A mensagem enviada pelo Papa Francisco aos participantes do Encontro Regional Europeu da Associação Médica Mundial [ao lado a mensagem no site do Vaticano] sobre questões relacionadas com o final da vida, realizado no Vaticano de 16 a 17 de novembro, teve grande eco midiático. Em particular, a mídia secular destacou uma guinada considerável da Igreja sobre a eutanásia: de uma clara censura se teria passado a uma abertura prudente, mas clara. A resposta no campo católico foi geralmente a de que o Papa reiterou a doutrina de sempre, e que, a admitir-se uma mudança, ela diz respeito apenas à maneira de abordar a questão e ao idioma usado, percebido como mais dialogante. 

Se é verdade que a mídia laicista obviamente se serviu da Mensagem papal para seus próprios interesses e, portanto, para promover, em particular na Itália, uma lei sobre o chamado “testamento biológico” (ou seja, a legalização da eutanásia), é igualmente inegável que as palavras de Francisco contêm alguns pontos em relação aos quais se fica pelo menos perplexo.


1. Em primeiro lugar, o Papa põe o foco de sua atenção na chamada “obstinação terapêutica” — que é o tema central da Mensagem —, como se este fosse o principal problema hoje no mundo hospitalar. Mas fatos que foram objeto de crônicas muito recentes, como o do pequeno Charlie Gard, mostram que esse não é o caso. A doutrina moral da Igreja certamente sempre condenou a obstinação terapêutica e, nesse sentido, o Papa Francisco de fato não diz nada de novo. Deve-se, contudo, notar que os grupos que favorecem a legalização da eutanásia fazem deliberadamente confusão em torno dos conceitos de “obstinação terapêutica” e de “eutanásia”, apoiando-se na emoção da opinião pública e apresentando à atenção da mídia casos humanos extremos e devastadores. Apresenta-se amiúde como desproporcional uma terapia ou um tratamento que não o é realmente. Confundir e deturpar as palavras faz parte da estratégia da Revolução, neste caso denominada “cultura da morte”.

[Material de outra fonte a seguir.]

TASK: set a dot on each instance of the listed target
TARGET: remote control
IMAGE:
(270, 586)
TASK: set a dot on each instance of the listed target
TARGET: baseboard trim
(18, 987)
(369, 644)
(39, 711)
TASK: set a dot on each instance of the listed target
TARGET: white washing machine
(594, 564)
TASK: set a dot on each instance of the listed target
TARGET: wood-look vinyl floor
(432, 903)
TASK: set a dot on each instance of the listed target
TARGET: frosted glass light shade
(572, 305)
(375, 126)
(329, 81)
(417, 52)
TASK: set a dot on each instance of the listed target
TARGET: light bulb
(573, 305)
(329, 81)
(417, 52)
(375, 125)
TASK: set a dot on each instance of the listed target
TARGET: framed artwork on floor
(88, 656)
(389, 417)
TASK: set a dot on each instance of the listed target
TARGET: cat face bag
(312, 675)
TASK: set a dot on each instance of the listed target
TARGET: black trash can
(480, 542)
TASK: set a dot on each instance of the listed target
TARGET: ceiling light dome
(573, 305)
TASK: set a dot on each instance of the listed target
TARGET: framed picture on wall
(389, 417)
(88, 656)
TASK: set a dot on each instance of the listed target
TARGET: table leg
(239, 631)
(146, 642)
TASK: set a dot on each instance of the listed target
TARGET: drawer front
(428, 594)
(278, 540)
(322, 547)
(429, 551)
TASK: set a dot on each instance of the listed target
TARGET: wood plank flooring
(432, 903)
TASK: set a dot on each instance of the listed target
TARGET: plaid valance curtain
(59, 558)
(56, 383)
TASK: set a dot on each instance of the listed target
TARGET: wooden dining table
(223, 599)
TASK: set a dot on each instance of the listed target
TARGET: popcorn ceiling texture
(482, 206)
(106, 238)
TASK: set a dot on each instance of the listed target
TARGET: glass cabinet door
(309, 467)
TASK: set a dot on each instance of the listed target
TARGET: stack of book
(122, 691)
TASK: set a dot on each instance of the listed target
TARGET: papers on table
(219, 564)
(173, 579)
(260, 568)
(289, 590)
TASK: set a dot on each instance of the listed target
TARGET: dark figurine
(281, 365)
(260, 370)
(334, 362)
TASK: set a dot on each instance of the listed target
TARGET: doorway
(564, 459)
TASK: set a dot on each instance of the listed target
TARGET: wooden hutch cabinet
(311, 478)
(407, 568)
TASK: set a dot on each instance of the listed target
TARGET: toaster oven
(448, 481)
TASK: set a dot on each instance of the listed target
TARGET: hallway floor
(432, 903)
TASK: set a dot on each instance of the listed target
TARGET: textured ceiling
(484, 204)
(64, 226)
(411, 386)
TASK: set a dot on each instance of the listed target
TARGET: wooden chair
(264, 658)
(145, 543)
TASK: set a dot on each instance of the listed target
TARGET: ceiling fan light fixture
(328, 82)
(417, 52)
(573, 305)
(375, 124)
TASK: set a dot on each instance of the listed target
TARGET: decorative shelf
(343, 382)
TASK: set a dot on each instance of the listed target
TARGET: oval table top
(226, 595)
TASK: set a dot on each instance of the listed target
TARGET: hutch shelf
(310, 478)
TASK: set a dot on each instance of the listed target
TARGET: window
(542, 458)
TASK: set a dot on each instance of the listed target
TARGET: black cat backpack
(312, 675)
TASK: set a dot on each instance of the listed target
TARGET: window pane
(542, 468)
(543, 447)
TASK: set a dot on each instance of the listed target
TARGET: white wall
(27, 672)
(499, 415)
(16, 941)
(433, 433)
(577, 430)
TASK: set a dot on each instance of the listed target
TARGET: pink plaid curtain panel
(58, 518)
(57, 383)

2. Mas o ponto mais preocupante do discurso é aquele no qual o Papa Francisco acena para um acordo entre as várias correntes em luta, e até mesmo para a aprovação de uma eventual legislação em matéria de fim de vida: "No seio das sociedades democráticas, tópicos delicados como esses devem ser confrontados com calma: de modo sério e reflexivo, e bem dispostos a encontrar soluções — mesmo normativas — tanto quanto possível compartilhadas. Por um lado, de fato, deve-se ter em conta a diversidade de visões do mundo, as convicções éticas as afiliações religiosas, em um clima de recíproca escuta e aceitação.”


Na prática, a doutrina sobre os princípios não negociáveis é pela enésima vez esquecida. A impossibilidade de se chegar a um compromisso nesses temas fundamentais — cujo enunciado por Bento XVI lhe atraiu as críticas e os dardos do mundo — já não é considerada como tal por Francisco. O Papa de fato reconhece que pode haver uma lei para reger o chamado fim de vida. E até mesmo declara que isso deve acontecer tirando uma linha média entre as diferentes posições e visões, com o que se chegaria inevitavelmente a um resultado contrário à doutrina moral católica. A contradição com o n° 73 da Evangelium vitae também é evidente. No caso da Itália, ainda não existe uma lei sobre o chamado “testamento biológico” e o mundo católico deve impedir que isso aconteça. Se de fato se ceder nesse ponto, acontecerá com a eutanásia o mesmo que aconteceu com o aborto, com o divórcio e com o “casamento” homossexual: abrir-se-á uma brecha no dique e será dificílimo fechá-la, pela técnica hoje bem conhecida do slippery slope, ou ladeira escorregadia. Aprovar hoje uma lei sobre o assunto só serve para isso. 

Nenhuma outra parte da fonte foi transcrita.